Anthony Steffen rencontre pour la première fois, Edoardo Mulargia en 1965, à l’occasion de Creuse ta fosse, j’aurai ta peau (Perché uccidi ancora), premier des cinq films qu’ils tourneront ensemble. Steffen est aussi scénariste de Django le bastard (Django, il bastardo, 1969) réalisé par Sergio Garrone. Durant, les années 70, Steffen fait quelques rares intrusions dans le cinéma d’auteurs, ainsi, on le retrouve dans La jeune fille assassinée, excellent et méconnu drame érotique de Roger Vadim avec Sirpa Lane (1974) et dans l’expérimental Zoo zéro d’Alain Fleischer avec sa muse, Catherine Jourdan (1979). Il est surtout la vedette de plusieurs gialli et néo-polars. Les Evadées et Les Tortionnaires du camp d’amour se situent à la fin d’une carrière totalement dédiée au cinéma populaire.
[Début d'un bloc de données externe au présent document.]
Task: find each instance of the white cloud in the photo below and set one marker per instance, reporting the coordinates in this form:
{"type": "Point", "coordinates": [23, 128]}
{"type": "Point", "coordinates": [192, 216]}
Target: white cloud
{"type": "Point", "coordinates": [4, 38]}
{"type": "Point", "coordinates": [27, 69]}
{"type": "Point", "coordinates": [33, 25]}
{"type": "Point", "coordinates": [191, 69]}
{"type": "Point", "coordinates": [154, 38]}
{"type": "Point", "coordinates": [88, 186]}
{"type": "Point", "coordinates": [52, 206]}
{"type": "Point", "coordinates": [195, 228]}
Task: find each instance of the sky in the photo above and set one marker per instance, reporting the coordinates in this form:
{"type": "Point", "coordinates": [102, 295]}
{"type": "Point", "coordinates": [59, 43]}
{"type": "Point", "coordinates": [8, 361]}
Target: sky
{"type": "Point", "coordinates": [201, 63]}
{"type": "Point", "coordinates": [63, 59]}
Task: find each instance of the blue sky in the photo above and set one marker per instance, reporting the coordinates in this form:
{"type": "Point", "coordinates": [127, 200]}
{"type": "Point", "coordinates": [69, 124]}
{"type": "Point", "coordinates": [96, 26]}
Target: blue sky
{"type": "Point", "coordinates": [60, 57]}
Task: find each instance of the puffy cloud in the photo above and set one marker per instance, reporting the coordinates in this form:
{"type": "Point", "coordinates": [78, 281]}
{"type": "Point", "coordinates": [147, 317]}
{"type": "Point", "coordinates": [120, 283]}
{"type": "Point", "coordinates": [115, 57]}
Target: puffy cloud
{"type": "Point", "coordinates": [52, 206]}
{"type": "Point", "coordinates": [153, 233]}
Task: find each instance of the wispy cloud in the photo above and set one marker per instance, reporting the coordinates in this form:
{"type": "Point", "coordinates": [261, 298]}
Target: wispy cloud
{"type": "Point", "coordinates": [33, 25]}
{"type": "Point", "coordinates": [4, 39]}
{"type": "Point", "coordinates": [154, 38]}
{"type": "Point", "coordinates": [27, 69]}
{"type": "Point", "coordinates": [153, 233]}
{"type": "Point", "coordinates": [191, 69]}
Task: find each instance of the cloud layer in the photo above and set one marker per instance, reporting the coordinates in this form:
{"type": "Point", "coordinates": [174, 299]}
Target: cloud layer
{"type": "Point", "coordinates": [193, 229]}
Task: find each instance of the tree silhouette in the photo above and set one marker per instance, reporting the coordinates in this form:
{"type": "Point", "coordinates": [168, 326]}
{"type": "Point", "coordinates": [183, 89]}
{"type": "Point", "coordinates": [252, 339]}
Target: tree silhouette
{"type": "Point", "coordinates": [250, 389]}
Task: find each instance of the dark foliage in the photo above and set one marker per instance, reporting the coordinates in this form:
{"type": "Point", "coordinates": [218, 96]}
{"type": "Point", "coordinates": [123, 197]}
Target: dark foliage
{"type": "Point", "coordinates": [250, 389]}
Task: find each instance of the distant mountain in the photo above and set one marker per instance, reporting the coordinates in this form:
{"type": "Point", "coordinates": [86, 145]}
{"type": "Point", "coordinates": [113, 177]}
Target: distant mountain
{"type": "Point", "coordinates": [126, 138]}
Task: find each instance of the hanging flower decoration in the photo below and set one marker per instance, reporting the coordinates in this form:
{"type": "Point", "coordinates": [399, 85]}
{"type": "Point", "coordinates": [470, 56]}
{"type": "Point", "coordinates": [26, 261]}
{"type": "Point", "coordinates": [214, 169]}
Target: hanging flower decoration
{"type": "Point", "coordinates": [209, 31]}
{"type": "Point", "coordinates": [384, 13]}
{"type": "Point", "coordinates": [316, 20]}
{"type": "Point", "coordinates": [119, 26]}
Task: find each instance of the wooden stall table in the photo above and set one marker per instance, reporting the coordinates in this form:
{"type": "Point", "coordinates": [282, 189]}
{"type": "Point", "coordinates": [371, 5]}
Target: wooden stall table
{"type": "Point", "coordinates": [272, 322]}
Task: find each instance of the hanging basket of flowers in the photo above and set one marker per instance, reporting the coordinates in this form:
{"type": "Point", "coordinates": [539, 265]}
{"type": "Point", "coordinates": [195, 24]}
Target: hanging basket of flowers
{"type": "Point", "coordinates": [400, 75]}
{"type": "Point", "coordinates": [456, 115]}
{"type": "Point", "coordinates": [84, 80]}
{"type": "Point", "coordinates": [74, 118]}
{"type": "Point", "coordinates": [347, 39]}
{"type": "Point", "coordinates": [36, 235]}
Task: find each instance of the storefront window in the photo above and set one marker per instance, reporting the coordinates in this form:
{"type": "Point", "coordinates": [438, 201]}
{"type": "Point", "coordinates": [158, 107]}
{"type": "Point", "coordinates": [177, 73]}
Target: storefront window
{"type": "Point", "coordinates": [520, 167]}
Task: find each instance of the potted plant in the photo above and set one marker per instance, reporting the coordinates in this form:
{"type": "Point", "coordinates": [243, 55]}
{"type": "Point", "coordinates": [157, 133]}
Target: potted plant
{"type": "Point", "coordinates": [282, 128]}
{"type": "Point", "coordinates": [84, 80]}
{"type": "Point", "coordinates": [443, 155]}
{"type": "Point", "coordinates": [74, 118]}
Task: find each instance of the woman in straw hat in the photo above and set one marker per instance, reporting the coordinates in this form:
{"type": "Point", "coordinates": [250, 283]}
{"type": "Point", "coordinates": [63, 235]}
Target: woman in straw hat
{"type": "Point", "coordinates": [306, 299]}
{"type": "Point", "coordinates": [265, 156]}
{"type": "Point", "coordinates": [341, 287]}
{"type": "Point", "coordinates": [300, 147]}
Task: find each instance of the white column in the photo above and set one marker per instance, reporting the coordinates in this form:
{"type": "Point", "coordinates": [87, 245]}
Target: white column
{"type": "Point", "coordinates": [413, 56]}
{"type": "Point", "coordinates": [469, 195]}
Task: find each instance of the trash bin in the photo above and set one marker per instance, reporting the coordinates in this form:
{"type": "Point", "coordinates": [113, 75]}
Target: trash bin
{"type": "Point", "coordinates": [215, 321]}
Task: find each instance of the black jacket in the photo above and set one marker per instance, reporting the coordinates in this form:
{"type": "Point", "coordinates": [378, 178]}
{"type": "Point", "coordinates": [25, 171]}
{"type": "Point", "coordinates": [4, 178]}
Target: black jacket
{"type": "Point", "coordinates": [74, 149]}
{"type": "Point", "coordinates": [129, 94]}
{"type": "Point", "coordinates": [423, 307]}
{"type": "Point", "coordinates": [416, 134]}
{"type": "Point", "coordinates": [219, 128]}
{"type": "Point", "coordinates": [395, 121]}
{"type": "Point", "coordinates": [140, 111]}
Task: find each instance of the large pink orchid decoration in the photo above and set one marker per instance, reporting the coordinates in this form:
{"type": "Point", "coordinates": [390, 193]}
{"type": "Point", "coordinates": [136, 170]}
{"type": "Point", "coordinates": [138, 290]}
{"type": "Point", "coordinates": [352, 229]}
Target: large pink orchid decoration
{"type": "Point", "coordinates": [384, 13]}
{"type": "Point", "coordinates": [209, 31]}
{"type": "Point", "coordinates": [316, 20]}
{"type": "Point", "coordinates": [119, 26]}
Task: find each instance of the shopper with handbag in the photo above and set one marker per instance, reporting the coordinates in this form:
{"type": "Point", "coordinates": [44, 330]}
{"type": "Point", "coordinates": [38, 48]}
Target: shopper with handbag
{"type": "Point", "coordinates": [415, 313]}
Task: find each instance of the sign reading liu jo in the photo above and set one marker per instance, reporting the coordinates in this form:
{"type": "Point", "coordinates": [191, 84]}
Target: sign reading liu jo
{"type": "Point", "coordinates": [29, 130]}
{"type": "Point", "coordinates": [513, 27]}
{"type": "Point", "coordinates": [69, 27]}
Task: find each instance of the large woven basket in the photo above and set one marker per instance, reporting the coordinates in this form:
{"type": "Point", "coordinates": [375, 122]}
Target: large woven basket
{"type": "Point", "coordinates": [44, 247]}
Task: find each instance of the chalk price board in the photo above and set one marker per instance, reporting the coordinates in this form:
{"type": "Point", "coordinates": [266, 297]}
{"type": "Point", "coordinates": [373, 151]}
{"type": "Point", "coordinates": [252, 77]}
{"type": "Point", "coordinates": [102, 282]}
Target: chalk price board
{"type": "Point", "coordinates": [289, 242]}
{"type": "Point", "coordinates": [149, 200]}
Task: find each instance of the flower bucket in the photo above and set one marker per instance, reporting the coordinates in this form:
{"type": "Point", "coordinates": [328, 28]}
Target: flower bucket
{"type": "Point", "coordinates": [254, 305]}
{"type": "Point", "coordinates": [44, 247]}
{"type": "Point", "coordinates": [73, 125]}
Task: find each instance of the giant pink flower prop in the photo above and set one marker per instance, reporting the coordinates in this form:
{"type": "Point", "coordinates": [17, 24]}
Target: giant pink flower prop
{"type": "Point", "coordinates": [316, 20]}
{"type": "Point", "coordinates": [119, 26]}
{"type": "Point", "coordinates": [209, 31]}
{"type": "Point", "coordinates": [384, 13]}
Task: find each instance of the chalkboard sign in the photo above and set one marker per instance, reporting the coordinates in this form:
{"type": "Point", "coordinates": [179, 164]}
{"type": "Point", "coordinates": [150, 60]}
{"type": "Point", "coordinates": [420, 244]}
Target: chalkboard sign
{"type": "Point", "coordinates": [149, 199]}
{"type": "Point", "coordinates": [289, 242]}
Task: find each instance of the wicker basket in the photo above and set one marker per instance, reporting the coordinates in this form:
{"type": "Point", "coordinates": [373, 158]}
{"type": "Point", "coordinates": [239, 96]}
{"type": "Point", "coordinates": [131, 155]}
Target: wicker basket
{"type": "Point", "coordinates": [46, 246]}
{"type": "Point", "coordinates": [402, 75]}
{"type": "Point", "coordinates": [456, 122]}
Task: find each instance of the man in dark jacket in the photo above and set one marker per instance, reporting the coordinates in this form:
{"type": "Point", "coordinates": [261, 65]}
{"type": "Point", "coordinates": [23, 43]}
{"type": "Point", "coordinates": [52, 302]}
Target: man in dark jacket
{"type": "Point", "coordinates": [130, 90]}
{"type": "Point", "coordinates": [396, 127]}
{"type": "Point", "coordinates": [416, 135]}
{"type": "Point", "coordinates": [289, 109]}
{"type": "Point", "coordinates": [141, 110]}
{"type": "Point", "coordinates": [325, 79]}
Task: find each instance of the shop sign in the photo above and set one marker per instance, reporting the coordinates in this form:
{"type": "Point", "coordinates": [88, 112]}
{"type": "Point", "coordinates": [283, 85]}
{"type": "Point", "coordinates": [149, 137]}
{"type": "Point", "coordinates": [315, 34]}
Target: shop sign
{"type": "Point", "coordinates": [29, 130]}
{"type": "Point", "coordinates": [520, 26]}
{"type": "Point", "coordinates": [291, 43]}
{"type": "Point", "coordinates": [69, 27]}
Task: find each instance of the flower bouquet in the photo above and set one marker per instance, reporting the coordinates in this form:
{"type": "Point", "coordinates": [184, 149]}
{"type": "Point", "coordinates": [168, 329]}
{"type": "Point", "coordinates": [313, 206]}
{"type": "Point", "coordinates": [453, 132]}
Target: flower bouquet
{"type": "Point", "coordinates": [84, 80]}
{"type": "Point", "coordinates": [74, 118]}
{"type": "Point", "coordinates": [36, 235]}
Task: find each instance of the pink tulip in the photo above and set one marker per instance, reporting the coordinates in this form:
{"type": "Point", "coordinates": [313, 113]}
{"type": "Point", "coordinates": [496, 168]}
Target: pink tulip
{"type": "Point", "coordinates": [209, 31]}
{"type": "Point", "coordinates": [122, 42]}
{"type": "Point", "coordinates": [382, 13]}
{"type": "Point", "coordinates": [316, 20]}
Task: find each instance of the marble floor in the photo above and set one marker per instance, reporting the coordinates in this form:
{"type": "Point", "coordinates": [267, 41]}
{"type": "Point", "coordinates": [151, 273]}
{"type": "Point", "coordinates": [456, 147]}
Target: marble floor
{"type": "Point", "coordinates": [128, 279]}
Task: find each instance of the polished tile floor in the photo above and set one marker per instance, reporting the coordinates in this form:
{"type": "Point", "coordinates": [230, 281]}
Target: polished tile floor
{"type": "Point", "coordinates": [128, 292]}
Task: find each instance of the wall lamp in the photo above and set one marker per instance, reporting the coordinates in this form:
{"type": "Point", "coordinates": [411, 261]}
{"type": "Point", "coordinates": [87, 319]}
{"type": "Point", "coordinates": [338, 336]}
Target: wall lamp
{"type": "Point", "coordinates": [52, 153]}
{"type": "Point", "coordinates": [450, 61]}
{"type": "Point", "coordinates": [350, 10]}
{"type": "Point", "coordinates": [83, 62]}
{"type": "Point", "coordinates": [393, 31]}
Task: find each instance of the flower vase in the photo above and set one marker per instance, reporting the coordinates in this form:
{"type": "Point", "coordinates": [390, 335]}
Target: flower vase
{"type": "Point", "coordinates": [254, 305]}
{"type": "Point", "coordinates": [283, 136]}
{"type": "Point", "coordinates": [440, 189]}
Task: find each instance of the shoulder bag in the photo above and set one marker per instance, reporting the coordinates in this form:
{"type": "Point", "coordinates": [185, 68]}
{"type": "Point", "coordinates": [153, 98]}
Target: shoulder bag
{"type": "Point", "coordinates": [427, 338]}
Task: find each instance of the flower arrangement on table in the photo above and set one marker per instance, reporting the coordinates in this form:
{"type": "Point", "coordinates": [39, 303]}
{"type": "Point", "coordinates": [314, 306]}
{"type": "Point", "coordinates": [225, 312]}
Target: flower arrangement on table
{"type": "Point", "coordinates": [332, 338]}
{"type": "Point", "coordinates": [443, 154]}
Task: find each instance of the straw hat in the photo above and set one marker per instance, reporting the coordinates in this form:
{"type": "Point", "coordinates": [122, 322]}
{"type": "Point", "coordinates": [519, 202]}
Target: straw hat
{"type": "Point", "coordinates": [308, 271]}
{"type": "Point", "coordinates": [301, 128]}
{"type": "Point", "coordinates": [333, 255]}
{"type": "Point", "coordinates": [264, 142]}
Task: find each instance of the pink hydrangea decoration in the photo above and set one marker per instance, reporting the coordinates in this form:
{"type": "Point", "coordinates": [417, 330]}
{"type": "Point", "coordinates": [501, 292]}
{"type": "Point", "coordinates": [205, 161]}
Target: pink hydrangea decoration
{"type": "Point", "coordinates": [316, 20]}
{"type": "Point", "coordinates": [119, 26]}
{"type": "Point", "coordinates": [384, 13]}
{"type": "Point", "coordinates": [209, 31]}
Les évadées du camp d’amour, tient debout tant bien que mal, dialogues approximatifs, situations aberrantes, acteurs livrés à eux-mêmes, tout comme les figurants, regards caméra, hésitations, tout y passe, à ceux qui ont l’œil, la deuxième caméra est parfois dans le champ. Film du fin fond d’un temps où finalement tout était possible…

Fernand Garcia

A lire: Les tortionnaires du camp d’amour http://www.kinoscript.com/les-tortionnaires-du-camp-damour-edoardo-mulargia/

Les évadées du camp d’amour, une édition combo (DVD + Blu-ray), Artus Films, master 2K restauré, en version intégrale. En complément de programme : L’enfer des femmes, présentation du film par Christophe Bier, historien du cinéma bis. Il revient sur l’histoire de ce mini sous-genre, du cinéma hollywoodien (Caged) aux productions européennes, avec, entre autres, Jess Franco, grand fournisseur de Women in Prison, en passant par les coproductions américaines avec les Philippines. Il évoque le style et les films de Mulargia, un artisan du cinéma Bis, et son lien avec Anthony Steffen (33 minutes). Emprisonnées !, entretien avec Maurizio Centini, chef opérateur, mais à l’époque du tournage assistant opérateur. Il se remémore ses débuts dans le cinéma en tant qu’assistant d’Ennio Guarnieri, ses documentaires puisla préparation et le tournage des deux films d’Edoardo Mulargie, riche en anecdotes et portraits croustillants, première partie d’un long entretien. La seconde est en complément des Tortionnaires du camp d’amour (19 minutes). Artus Films ajoute dans cette section un diaporama d’affiches et de photos du film.

Les évadées du camp d’amour (Femmine Infernali), un film de Tony Moore (Edoardo Mulargia) avec Anthony Steffen, Cristina Lay, Ajita Wilson, Anna Maria Panaro, Luciano Pigozzi, Maite Nicott, Serafino Profumo, Yael Forti, Zaira Zoccheddu, Adelaide, Cendra, Angela Martinelli, Gilberto Galimberti… Scénario : Sergio Chiusi et Roberto Estevez d’après un sujet de Sergio Chiusi. Directeur de la photographie : Valverde Mateos Manuel. Décors : Gumersindo Andrea Lopez. Montage : Eugenio Alabiso. Musique : Marcello Giombini. Producteurs : Mario Alabiso et Arturo Gonzales. Production : S.N.P.C. (Rome) – Arturo Gonzales (Madrid). Italie – Espagne. 1980. 92 minutes. Telecolor. Interdit aux moins de 16 ans.